Vater zu sein, stärkt auf wunderbare Weise die Beziehung zu den eigenen Eltern. Man erfährt nicht nur großzügige Unterstützung von den Großeltern, plötzlich kann man auch vieles verstehen - und verzeihen. Zum Beispiel, dass die eigenen Eltern ab und zu einfach nicht so konnten, wie der Herr Sohn das gerne gehabt hätte - weil sie schlichtweg überfordert waren, so wie man das jetzt manchmal selbst ist.

Gestärkte Partnerschaft

Für die eigene Partnerschaft ist eine Väterkarenz auf jeden Fall förderlich. Es ist nur verständlich, dass viele in Vollzeit berufstätige Männer wenig Bindung zum eigenen Nachwuchs aufbauen können, zumal sie einfach zu wenig Zeit dafür haben. Morgens heißt es schnell in der Arbeit sein, und abends fehlen Energie und Zeit, um sich Sohn oder Tochter zu widmen. Die sind dann meist eh schon wieder reif fürs Bett. Wer aber am eigenen Leib erfährt, wie es ist, rund um die Uhr den Bedürfnissen und manchmal auch Launen eines Babys beziehungsweise Kleinkind ausgesetzt zu sein, bekommt schnell Respekt vor den Müttern dieser Welt.

Man merkt, wie schön es ist, wenn die Partnerin heimkommt und man nicht mehr alleinverantwortlich ist. Man kann die Sorgen in Bezug auf den beruflichen Wiedereinsteig nachvollziehen, man kennt das Gefühl einer aufkeimenden Isolation und den Kampf dagegen. Man weiß, wie viel Kraft es kostet, ein Kind, das partout nicht einschlafen oder weiterschlafen will, ins Bett zu bringen.
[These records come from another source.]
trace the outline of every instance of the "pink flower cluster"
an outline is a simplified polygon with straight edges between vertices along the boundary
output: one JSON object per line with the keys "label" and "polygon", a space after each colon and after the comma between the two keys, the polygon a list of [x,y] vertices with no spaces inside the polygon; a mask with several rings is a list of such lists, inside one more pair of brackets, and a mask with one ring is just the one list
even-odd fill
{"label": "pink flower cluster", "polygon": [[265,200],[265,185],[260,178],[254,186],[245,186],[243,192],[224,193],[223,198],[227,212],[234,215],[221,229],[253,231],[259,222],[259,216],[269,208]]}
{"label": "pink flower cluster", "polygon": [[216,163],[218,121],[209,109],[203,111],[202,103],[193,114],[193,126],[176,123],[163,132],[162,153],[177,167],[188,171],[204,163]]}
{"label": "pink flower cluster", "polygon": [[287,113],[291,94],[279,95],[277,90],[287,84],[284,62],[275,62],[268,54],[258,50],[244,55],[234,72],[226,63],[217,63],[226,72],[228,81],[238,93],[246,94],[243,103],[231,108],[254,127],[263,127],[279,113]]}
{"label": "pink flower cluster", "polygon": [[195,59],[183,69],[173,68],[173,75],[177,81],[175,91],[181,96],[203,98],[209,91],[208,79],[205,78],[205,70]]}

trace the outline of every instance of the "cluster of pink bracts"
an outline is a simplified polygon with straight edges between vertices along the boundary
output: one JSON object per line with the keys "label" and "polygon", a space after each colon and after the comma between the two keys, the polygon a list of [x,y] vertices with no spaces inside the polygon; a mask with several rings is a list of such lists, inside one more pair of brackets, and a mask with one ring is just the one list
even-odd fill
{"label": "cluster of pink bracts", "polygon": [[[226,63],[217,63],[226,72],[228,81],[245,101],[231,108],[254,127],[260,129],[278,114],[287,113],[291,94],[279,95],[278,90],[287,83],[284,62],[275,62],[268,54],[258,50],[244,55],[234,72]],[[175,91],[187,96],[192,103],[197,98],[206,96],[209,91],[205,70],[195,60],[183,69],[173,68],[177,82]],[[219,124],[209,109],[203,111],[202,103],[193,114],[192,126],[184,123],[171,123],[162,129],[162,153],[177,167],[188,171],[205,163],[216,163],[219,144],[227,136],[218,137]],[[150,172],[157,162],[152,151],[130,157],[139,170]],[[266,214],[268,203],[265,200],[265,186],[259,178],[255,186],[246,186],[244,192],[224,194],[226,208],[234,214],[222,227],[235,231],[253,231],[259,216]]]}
Wer regelmäßig um 2 Uhr morgens aus dem Tiefschlaf gerissen wird und gezählte Ewigkeiten mit dem Baby im Arm in der Wohnung auf- und abgeht, bis es endlich wieder einschläft, lernt seine eigenen Grenzen kennen.

Dabei könnte es noch viel schlimmer sein, man hört von sogenannten Schreibabys, Kleinkindern, die jede Nahrungsaufnahme verweigern, langwierigen Krankheiten, Partnerschaften, die plötzlich in die Brüche gehen. Über die eigenen Sorgen, Probleme und ersten erzieherischen Niederlagen zu reden, tut Eltern unendlich gut. Ebenso wichtig ist es, über die vielen schönen Erlebnisse zu sprechen. Denn es bleibt in jedem Fall eine der erfüllendsten Aufgaben im Leben, für so ein kleines Wesen da zu sein. Eine Herausforderung, natürlich, aber eine, an der man als Vater wachsen kann - und wachsen muss. Die nächsten Prüfungen stehen bevor: die Eingewöhnung in der Krabbelstube und das Finden eines Gleichgewichts zwischen Familien- und Berufsleben.